Just like a needle of a phonograph moves along the grooves of a record, what would it sound like to move a needle along the grooves and topology of the Earth? Each mountain, valley, field, or ocean might have its own unique sound, a special timbre or series of harmonics never before heard but waiting to be discovered in the very land beneath our feet. To build such a physical contraption would be impossible, the scale of the earth is frankly a world apart from our quaint phonograph record—despite them both being round.
But nothing is impossible, not even a planet-scale geological phonograph. So to make this geolograph a reality, I took out my trusty silicon-based inference machine, codename “COMPUTER”, and wrote in a series of alphanumeric instructions...
The first experiment was not planet-scale, more of a proof-of-concept, testing the waters of my future earth-based music machine. I created a mathematical topology through an algorithm known as “perlin noise”, a kind of faux-earth of rolling hills in all directions. Then sculpted the sound by overlaying a circle on top of this terrain, and sampling a series of points along the circle to capture the dips, squiggles and bumps of the topology. This created a unique tone which, if visualized, looks like a drunken sine wave; and being annoying and loud, it rather sounded like one too! But with a few small changes, and mutating the topology over time by moving the two-dimensional function through three-dimensional space, the sonic potential of the sound became clear.

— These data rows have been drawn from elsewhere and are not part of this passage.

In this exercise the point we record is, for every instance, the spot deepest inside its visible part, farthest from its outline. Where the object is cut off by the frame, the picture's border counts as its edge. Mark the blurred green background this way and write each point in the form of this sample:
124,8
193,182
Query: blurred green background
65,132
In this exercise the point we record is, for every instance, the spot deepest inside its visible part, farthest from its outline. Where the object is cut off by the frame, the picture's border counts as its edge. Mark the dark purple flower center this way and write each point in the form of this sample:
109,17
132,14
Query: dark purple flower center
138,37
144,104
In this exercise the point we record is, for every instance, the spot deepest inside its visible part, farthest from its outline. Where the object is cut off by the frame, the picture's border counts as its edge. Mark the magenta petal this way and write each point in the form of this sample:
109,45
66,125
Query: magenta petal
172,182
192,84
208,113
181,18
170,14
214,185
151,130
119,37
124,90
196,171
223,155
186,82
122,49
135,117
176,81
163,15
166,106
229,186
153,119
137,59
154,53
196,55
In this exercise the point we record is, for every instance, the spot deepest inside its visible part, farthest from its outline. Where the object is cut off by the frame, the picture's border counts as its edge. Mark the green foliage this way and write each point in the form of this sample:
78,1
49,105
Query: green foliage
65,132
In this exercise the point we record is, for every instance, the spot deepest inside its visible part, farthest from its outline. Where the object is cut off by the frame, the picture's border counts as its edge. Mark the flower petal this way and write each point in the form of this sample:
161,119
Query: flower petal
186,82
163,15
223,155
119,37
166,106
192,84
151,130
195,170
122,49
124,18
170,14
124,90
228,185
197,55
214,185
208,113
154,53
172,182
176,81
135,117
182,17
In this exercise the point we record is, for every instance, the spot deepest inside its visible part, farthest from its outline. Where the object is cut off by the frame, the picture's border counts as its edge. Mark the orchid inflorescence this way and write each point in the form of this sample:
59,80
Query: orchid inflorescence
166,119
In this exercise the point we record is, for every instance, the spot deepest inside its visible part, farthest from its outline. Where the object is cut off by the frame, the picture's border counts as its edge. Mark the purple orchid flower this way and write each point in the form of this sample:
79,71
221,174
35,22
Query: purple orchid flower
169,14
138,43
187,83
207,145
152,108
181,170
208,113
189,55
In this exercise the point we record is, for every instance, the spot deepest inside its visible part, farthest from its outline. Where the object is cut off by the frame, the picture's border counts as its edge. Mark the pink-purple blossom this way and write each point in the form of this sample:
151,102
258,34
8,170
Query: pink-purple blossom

Once I had proved that topological sound synthesis was not only possible but could produce unique sounds and timbres, it was time to test this algorithm in the real world; well, on the real world. After drifting through the derelict side-streets of dataset commercialization, I finally stumbled upon an open cache of topological data. Sourced from NASA’s Shuttle Radar Topography Mission back in the year 2000, the data was older than I was, and likely just as outdated. With a resolution of 30 metres over the United States, and 90 throughout the rest of the world, I could only hope the quality was sufficient for acoustic applications. It’s nothing to the sub-meter resolution boasted by vendors selling the earth on the free market, but I wasn’t going to spend the megabucks and sign off half my soul for a simple side-project.
My second experiment was what I would call a successful failure. I pulled in chunks of the shuttle radar data, and spun up some circles and geospatial LFOs. The sounds were mesmerizing, such buzzing, industrial, or ethereal sounds as never had been heard before. But then I found a problem which threw a wrench in this entire operation. Despite some generous optimizations, it would take about 1.2 seconds to generate a single of audio, the CPU simply couldn’t handle sampling 44100 data points in sub-second speed. On top of this I have somehow managed to decouple the bootloader from my operating system and have temporarily lost access to half the computer. Oh well.
I had been looking for an excuse to start over and the computer malfunction pushed me to completely rewrite the audio synthesis. Choosing a lower-level language for faster processing and multi-threading. I had never written in Rust before, but it sounded closer to the metal, I just hoped that it wouldn’t coat my hardware in iron-oxides. A few days later, I had the system back up and running; down to 100 milliseconds per second of audio, it was definitely worth the effort. Rust had the added benefit of hooking up to Nannou, a framework with graphical capabilities which I used to create a simple interface for interacting with the instrument.
The interface took inspiration from the OP-1. I picked up four rotary encoders, dials which turn infinitely and output signals known as grey code. Along with each encoder doubling up as a button, this gave me the ability to use four dials to control 16 different parameters.
The project is not finished, but I have begun to explore an entirely new territory of audio synthesis. What started out as a planetary-scale project now has a much grander vision. The earth is only the beginning, but what sounds could you find on the moon, or mars? Imagine composing a musical composition based on the rings of Saturn, or listening to the constellations of stars. The universe is waiting, now go make some music!